There are a lot of search APIs for AI these days.
They really are not inferior. There are many different APIs with different strengths and there are aggregators on top of them that produce results that are significantly better than Google's. Everytime I accidentally use Google I'm shocked at how terrible it is.
> Which brings to mind: most of the big shops product (chatgpt, claude, grok, etc...) ALL rely on search, and NONE of them actually have a running search stack.
Don't they? Based on traffic to some websites I run the big AI labs are very actively doing a lot of crawling.
> the big AI labs are very actively doing a lot of crawling.
Crawling isn't the same as search. Crawling is just the very bottom of a proper search stack.
There's a lot of layers and a shitton of infrastructure to run and/or pay for.

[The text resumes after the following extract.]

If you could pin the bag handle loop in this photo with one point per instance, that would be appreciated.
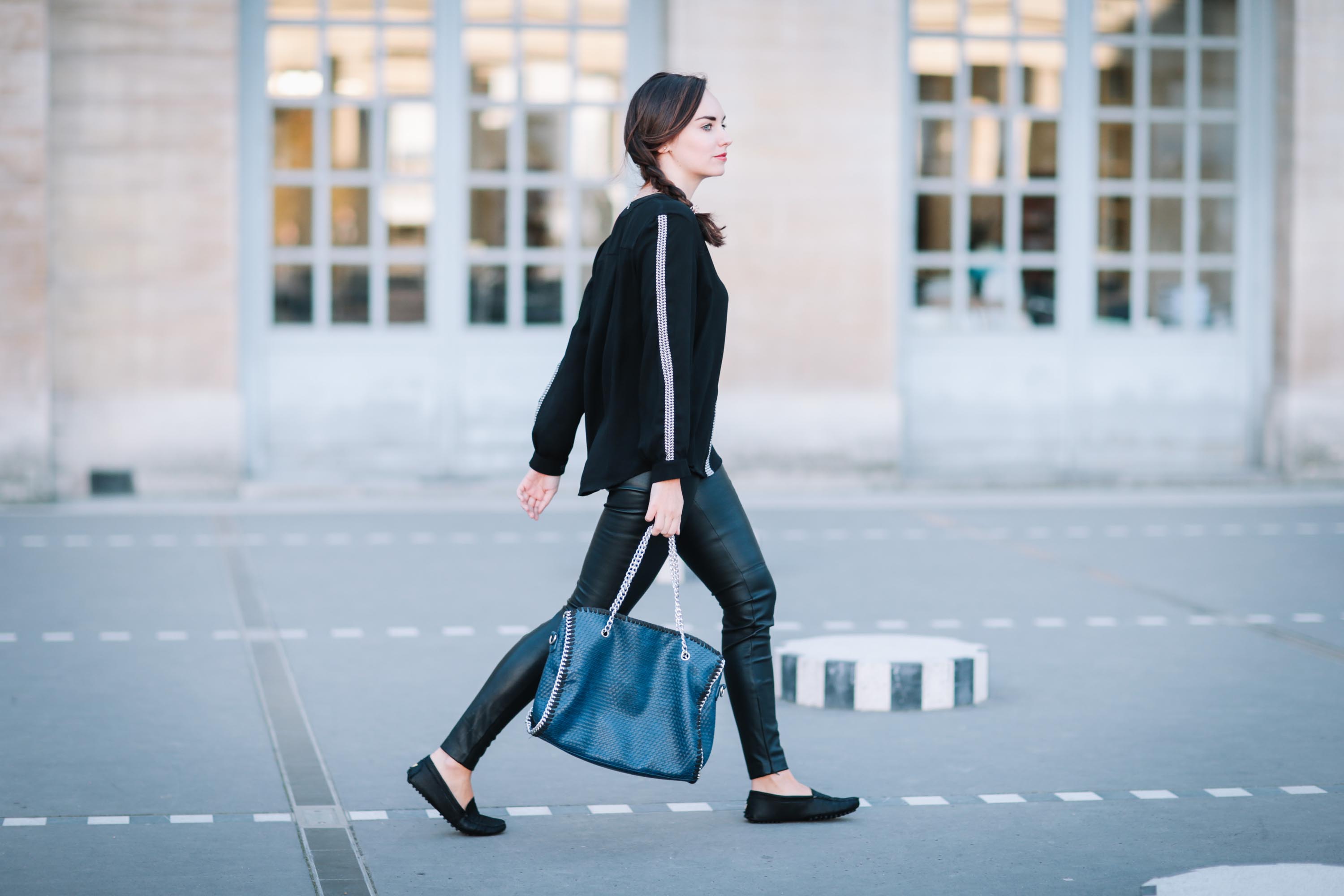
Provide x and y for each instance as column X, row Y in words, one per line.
column 629, row 578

Mind you, it's possible they actually did re-implement all the layers, but why would they when there are already lots of suppliers out there and they are all already chronically short on compute resources.
I'm actually very curious to learn what they actually do wrt Search.
Google's ad revenue has done really well so far in the LLM era, and wasup 12% year over year in 2025, and forecasted to do the same next year.
And that changes, then that's all the more reason for them to be investing in AI.